Orthopädie Schuhtechnik Brink besteht seit 125 Jahren – Aktionswoche im Oktober
Jubiläum zwischen Leim und Leisten

Bad Oeynhausen-Werste (WB). Otto von Bismarcks erzwungener Rücktritt vom Kanzleramt lag noch nicht lange zurück, als Fritz Brink im Jahr 1891 eine Schuhmacherei in Werste gründete. Zwei Weltkriege und mehrere Wirtschaftskrisen hat der Betrieb seitdem überstanden. In diesem Jahr blickt die Orthopädie Schuhtechnik Brink auf eine 125-jährige Geschichte zurück.

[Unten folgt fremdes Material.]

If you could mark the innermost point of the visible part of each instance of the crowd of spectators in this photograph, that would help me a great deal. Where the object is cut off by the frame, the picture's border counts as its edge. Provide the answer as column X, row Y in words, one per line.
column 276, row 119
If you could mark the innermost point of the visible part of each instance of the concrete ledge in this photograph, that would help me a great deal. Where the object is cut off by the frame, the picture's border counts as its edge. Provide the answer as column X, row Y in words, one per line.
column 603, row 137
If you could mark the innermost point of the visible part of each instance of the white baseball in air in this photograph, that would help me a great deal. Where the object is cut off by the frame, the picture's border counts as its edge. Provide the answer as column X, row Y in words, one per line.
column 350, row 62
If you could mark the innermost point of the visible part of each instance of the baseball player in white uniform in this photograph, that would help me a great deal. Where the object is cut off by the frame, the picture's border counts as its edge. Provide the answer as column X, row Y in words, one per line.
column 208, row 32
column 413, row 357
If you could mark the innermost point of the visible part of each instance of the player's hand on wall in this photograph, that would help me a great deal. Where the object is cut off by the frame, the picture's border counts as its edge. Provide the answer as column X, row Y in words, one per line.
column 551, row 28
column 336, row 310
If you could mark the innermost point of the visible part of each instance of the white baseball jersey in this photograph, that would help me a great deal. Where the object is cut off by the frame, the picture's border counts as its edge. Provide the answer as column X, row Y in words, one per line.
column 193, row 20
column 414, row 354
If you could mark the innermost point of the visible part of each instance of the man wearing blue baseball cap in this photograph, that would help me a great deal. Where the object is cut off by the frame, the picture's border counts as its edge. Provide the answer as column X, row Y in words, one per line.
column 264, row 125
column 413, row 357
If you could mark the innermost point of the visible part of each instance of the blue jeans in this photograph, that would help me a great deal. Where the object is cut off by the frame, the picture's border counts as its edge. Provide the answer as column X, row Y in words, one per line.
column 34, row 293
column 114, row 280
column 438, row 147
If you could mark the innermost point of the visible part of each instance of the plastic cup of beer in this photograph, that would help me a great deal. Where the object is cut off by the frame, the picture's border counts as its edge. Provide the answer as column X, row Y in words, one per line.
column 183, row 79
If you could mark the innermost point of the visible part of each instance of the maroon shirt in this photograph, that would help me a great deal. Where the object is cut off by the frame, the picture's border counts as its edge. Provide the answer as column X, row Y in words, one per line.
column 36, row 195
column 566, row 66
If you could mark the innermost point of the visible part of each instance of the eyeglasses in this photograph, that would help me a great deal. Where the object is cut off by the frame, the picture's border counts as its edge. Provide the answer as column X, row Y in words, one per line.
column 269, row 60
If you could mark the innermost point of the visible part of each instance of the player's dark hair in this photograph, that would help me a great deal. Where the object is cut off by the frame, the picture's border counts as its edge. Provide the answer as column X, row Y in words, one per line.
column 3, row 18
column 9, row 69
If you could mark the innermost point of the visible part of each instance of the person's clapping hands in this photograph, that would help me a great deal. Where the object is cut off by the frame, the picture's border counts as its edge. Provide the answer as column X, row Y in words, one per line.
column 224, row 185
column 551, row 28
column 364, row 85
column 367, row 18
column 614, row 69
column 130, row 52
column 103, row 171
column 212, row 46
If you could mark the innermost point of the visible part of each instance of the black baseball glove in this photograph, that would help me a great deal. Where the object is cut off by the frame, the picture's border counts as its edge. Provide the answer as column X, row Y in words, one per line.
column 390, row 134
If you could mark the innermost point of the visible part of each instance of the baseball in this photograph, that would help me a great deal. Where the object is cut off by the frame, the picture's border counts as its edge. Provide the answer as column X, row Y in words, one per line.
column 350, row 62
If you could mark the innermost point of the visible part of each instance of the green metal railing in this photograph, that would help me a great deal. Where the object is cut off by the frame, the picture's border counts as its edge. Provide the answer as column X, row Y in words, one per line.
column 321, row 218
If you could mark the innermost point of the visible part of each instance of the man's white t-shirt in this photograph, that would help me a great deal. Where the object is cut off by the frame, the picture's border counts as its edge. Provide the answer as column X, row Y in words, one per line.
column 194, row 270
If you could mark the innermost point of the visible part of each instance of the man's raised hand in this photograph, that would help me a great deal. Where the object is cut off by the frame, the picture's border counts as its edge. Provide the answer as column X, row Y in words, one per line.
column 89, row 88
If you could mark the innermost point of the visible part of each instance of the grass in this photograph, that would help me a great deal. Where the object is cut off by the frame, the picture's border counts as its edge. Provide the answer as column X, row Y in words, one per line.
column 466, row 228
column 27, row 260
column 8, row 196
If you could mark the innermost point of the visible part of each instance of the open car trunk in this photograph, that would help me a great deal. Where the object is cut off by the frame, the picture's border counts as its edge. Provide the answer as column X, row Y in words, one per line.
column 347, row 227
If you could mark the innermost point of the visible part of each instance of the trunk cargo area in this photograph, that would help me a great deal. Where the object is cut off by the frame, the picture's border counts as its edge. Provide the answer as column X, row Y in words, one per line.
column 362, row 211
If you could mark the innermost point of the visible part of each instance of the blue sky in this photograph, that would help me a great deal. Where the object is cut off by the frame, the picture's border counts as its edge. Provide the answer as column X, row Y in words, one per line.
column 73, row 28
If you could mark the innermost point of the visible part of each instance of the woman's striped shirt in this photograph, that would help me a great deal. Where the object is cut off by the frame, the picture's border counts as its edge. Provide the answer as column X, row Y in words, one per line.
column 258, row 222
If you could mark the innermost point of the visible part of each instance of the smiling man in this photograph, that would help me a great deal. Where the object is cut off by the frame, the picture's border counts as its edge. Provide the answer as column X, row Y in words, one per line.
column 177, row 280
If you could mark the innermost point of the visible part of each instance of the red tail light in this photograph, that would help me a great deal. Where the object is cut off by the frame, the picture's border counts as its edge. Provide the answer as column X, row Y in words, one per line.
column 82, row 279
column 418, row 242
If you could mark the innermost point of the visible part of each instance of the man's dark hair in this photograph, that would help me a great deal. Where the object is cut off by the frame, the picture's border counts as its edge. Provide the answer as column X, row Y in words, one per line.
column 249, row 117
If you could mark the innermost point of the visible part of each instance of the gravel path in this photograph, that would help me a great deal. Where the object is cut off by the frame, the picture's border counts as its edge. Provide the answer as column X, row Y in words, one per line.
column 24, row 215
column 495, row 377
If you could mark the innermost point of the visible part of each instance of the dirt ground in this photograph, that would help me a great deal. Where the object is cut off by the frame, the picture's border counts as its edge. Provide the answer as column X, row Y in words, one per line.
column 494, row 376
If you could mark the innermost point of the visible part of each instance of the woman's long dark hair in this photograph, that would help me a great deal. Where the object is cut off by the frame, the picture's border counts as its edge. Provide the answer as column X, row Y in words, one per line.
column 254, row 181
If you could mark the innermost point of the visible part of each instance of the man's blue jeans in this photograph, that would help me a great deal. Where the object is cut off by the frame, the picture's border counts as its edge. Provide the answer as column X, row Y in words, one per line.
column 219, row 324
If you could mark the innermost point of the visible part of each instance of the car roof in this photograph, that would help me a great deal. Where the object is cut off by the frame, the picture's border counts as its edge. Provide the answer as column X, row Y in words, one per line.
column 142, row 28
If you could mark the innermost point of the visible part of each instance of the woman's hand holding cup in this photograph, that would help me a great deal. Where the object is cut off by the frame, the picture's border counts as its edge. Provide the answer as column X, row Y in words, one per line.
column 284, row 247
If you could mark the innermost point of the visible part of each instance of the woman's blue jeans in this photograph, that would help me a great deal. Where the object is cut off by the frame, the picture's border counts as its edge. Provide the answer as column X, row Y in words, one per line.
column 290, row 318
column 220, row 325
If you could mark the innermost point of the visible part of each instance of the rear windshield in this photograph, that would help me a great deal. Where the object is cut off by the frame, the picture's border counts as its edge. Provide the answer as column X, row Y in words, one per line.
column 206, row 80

Mittwoch, 14.09.2016, 06:00 Uhr aktualisiert: 14.09.2016, 09:09 Uhr
Mit dem Meisterbrief des Großvaters: Orthopädieschuhmachermeister Michael Brink führt den Betrieb in vierter Generation. Die Mischung aus handwerklicher Tätigkeit und familiärem Betriebsklima motivieren ihn bei seiner Arbeit.                                                Fotos: Christoph Laabs

»Der Betrieb ist seit jeher im Familienbesitz«, erinnert sich der heutige Inhaber Michael Brink. Er führt die Orthopädie Schuhtechnik Brink bereits in der vierten Generation.

Zum heutigen Namen kam die Firma übrigens erst 1969. »Dann wurde sie zur Orthopädieschuhmacherei, als mein Vater Wilfried die entsprechende Ausbildung abschloss.« Diese Entscheidung habe sich als vorausschauend erwiesen. Denn schon nach dem Zweiten Weltkrieg habe sich der Aufstieg der massenindustriellen Schuhherstellung abgezeichnet. Dies habe das Ende der traditionellen Schuhmacherei bedeutet. »Von ehemals zwölf Schuhmachern in Bad Oeynhausen ist heute außer uns nur noch ein anderer übrig«, sagt Michael Brink.

Immer an neue Entwicklungen angepasst

Der Orthopädiebereich erfordere für den einzelnen Kunden maßgefertigte Produkte und könne nicht durch Konfektionsware ersetzt werden. Dies habe den Fortbestand des Betriebs gesichert. »Mein Vater kannte den Chefarzt für Orthopädie aus der Auguste-Viktoria-Klinik. Die Kooperation beider bescherte einen guten Geschäftsbeginn«, erklärt Michael Brink.

Der Werster Handwerksbetrieb habe sich immer den neuen Entwicklungen angepasst. So können die Mitarbeiter nun Beschwerden von Kunden mit einer elektronischen Fußdruckmessung genau analysieren.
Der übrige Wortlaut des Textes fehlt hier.